At least we don't need to go searching for the seams between the ceiling tiles now!
Possibly most annoying of all: much of the water that came out at the exterior wall-ceiling seam found itself in our kitchen cupboards and proceeded to dirty all of our dishes with gross ceiling water. Having to do all of our dishes that were dirtied by something other than tasty food... not cool. After making life annoying, that water then dripped onto the countertop oven. We haven't used it to cook anything yet but a quick test suggests it was undamaged. Which brings me to an important point. We are lucky. Perhaps not the thought you had in mind, but there are so many reasons we're lucky that the damage wasn't worst / more annoying:
  • We were out of the house for less than an hour. We have no idea how long it was between the pipe bursting and our standing under the window sill and gaping open mouthed at the dripping water... but it could have been worst. We had actually bounced around the idea of going out for supper while doing errands. Let's not imagine what kind of damage there might have been if we had stayed out an extra hour.
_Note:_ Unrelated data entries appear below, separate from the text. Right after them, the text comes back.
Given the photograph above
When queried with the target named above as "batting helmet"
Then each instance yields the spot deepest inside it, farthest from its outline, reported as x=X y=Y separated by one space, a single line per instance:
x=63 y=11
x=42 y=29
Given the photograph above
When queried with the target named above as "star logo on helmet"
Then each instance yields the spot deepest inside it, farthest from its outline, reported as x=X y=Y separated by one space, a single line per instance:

  • We haven't painted the basement bathroom yet. Hooray for dilly-dallying and procrastination! It would be much more annoying if we had freshly painted walls now stained or peeling.
  • The rack of "dry flat" shirts sitting in front of the dryer didn't require another wash and several days of drying time. Good... because the laundry machines are busy washing the piles of towels we used last night :)
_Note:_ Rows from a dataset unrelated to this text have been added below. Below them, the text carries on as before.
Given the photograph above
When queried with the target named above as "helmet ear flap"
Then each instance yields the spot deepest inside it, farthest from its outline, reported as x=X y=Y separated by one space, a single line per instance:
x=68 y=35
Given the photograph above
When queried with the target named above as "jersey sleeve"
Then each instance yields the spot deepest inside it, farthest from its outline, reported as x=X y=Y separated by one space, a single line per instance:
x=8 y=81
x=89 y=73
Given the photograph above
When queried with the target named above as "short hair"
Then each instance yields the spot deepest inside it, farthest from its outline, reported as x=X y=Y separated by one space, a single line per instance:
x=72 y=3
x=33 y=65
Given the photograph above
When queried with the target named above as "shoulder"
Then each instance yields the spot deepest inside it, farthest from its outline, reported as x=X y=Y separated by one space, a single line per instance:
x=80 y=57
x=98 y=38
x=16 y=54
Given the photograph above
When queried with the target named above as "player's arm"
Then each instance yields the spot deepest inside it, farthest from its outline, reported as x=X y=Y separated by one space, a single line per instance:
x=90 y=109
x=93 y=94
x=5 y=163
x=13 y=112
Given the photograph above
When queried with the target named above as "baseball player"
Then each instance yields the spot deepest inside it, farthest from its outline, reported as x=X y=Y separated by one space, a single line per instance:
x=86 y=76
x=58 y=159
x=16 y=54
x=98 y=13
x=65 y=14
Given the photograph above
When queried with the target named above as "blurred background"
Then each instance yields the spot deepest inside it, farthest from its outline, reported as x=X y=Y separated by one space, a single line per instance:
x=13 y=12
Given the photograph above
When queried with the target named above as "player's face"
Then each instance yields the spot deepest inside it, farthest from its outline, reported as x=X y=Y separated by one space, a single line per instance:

  • The plaster ceilings in the dining and living rooms aren't damaged. Lucky considering this peeling paint is in the kitchen just on the other side of the dining room wall:
Crown moulding in the kitchen bears the brunt of the water damage, keeping the dining room plaster looking spic and span.
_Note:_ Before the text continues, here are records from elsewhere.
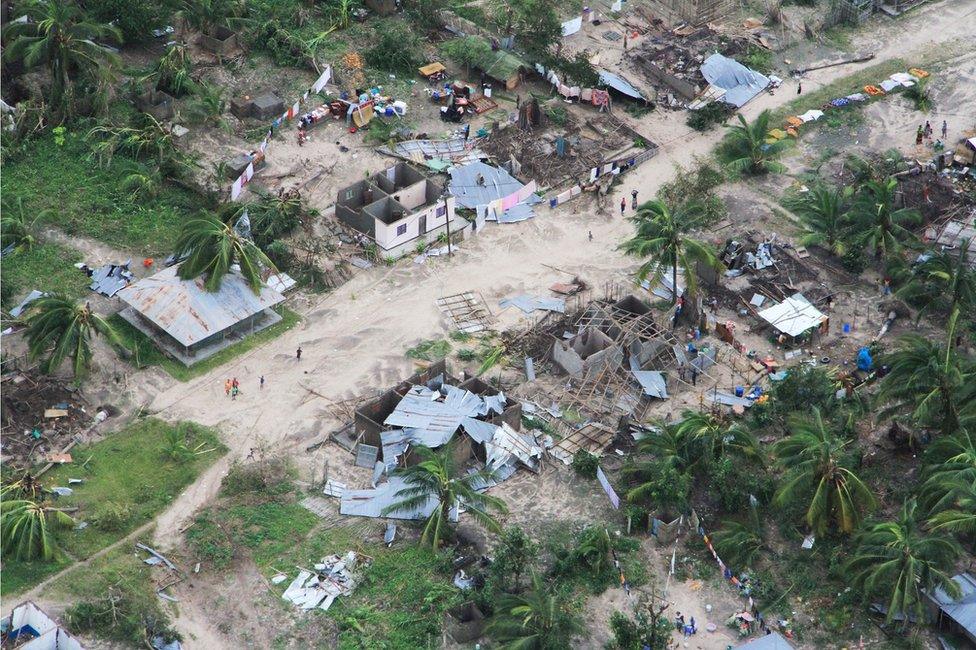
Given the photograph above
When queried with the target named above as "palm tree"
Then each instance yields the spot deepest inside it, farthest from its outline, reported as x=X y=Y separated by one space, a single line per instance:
x=535 y=620
x=740 y=542
x=25 y=529
x=818 y=472
x=707 y=438
x=17 y=227
x=900 y=561
x=931 y=381
x=437 y=478
x=61 y=38
x=660 y=238
x=822 y=217
x=212 y=247
x=879 y=226
x=747 y=149
x=943 y=283
x=960 y=513
x=61 y=329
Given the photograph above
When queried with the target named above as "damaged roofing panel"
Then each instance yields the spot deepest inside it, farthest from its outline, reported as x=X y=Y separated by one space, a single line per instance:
x=188 y=312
  • Plaster damage was likely prevented by the light fixture hole acting as an attractive outlet for the water that did end up above the dining room. And, once again, how lucky that my laptop was sitting a foot away rather than directly beneath the light fixture. There were a few drops that splashed on the keyboard/screen but nothing deadly.
  • We live in a to-be construction zone. This is probably the most important point. The kitchen, which suffered the worst, is set to be gutted anyways. If we had a brand new kitchen or even a not-brand-new-but-perfectly-dandy kitchen, the tone of this post would likely be much grumpier.
Thankfully, you are not reading that grumpy post. As for fixing the problem, it was a simple matter of buying another couple of these pipe connectors and replacing the old ones. The cold water one hadn't burst but we weren't taking any chances.
"No-burst"? I beg to differ.
The labels are stamped August 2000 so these babies were put in less than 13 years ago. I suppose that's decent performance for a part costing less than $5 that's used many times in a single day. Let this be a warning to anyone with these flexible, braided hoses under their sinks (manufacturer warranty lasts 5 years). All in all, we survived our first home disaster and lived to tell the tale. And I think I'll end the tale at that... there's a big pile of dishes waiting to be done.